Professor Martin Mosländer ist Wissenschaftler und Nerd. Er arbeitet zur Zeit an einem neuen Medikament gegen Herzinsuffizienz an der Charité in Berlin. Dafür hat er neben sich und seinem altersschwachen Hund Charles auch vier Proband:innen ausgewählt, die seine neuen Pillen erhalten.

Einer davon ist der sechzehnjährige Jakob, der aufgrund seiner angeborenen Herzmuskelschwäche seit seiner Kindheit sein Leben nur sehr eingeschränkt leben kann. Er schreibt Songs am Computer und ist zum ersten Mal verliebt - in Marie, eine Klassenkameradin. Marie ist ebenfalls eine Außenseiterin und fühlt sich ebenso zu Jakob hingezogen. Doch wenn es um körperliche Nähe geht, versagt Jakob total.
Die ehemalige olympische Schwimmerin Verena nimmt an einem Benefizschwimmen teil und bricht plötzlich ihren alten Rekord. Sie wird daraufhin des Dopings verdächtigt.
Jenny versucht seit Jahren endlich schwanger zu werden. Nachdem alle durchgeführten Kinderwunschbehandlungen erfolglos blieben und ihre Ehe daraufhin zerbricht, wird sie plötzlich auf natürlichem Wege schwanger.
Karl Wenger ist ein erfolgreicher Geschäftsmann, jedoch schwer krank. Er möchte sein Firmenimperium in die Hände seiner Kinder geben und plant seinen Tod in der Schweiz, als er sich plötzlich wieder fitter und gesünder fühlt.

Alle vier haben Mosländers Pillen geschluckt und werden immer jünger.
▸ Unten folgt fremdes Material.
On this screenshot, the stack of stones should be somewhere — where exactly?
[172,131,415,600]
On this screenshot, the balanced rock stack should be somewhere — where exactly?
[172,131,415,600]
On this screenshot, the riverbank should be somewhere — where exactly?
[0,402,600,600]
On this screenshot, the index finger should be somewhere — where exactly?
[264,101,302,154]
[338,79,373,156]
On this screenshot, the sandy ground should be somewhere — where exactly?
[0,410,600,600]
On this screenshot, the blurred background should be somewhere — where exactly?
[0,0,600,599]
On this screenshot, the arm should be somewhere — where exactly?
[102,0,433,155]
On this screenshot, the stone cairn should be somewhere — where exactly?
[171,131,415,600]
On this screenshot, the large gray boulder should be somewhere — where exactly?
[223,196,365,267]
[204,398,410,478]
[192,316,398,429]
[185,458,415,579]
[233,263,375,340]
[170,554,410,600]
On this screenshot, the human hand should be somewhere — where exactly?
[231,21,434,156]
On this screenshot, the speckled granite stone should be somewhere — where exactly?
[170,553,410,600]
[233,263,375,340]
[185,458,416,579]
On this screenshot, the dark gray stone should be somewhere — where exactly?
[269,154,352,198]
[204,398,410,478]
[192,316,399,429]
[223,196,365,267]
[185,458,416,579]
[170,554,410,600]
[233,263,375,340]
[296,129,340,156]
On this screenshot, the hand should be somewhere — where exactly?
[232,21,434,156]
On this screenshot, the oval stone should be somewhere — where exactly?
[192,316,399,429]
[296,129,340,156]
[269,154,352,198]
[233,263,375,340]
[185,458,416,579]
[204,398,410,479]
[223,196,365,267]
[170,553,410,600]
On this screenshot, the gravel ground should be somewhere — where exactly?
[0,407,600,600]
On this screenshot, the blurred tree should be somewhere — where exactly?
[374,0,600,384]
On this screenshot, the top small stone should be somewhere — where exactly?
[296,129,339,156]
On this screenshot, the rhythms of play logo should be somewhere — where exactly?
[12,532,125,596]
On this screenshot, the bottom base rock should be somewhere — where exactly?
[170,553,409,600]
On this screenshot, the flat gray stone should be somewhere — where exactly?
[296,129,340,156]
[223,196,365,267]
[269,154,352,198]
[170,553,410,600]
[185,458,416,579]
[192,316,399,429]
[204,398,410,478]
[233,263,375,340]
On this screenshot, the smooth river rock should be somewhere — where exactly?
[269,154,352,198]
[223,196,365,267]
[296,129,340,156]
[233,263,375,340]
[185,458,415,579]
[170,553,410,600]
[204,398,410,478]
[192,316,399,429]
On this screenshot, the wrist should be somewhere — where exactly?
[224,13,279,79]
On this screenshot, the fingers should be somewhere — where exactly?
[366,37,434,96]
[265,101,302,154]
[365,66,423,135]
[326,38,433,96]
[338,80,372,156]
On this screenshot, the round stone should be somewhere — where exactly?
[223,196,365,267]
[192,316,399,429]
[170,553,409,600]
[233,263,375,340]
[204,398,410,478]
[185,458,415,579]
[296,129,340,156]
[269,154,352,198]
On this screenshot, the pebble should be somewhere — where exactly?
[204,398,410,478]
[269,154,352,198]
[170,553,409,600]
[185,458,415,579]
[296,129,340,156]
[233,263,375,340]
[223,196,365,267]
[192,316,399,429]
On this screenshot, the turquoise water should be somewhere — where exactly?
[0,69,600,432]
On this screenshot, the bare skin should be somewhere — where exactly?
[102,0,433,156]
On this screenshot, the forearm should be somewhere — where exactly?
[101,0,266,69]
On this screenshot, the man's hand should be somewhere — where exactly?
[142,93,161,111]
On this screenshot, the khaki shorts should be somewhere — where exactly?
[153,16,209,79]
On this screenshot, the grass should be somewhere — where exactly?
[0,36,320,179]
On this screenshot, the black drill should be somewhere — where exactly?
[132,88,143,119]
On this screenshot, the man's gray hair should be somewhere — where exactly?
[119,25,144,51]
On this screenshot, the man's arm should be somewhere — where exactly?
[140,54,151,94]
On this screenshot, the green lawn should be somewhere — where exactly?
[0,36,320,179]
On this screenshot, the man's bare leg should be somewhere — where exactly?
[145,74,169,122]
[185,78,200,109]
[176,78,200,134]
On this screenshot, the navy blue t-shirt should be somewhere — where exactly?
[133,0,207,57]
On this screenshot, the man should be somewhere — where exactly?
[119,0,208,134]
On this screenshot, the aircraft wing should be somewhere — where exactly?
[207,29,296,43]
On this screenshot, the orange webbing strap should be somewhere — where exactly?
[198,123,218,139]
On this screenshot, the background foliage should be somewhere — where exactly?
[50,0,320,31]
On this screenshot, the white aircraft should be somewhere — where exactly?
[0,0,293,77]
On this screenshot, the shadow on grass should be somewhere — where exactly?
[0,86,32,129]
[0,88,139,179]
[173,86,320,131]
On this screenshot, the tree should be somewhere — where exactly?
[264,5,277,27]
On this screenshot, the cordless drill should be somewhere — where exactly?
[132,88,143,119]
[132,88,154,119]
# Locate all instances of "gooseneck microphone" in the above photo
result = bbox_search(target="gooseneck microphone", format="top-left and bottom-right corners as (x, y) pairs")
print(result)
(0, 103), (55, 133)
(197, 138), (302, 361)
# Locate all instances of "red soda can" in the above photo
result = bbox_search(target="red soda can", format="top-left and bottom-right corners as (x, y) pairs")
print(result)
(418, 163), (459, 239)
Diese Verjüngung verläuft jedoch unkontrolliert und scheint nicht zu stoppen zu sein. Was wird passieren, wenn die jungen Probanden unter Null angelangt sind?
Während Wenger seinem Leben nochmals einen richtigen Kick geben möchte, wird Jakob innerlich immer mehr zum Kind und verzweifelt langsam an seiner Liebe zu Marie. Verena ist plötzlich Anfeindungen ausgesetzt und Jenny bleibt immer länger schwanger....

Als bekannt wird, dass es ein neues Medikament gibt, welches die Menschen stark verjüngt und diese vielleicht ewig leben können, kommt es zu Tumulten. Machtgierige Konzerne, Politiker, Neider, Weltverbesserer und Ethiker...alle wollen mitmischen und stellen sich für oder gegen eine Weiterentwicklung des Medikamentes. Dabei wollte Martin Mosländer nur herzkranken Menschen helfen...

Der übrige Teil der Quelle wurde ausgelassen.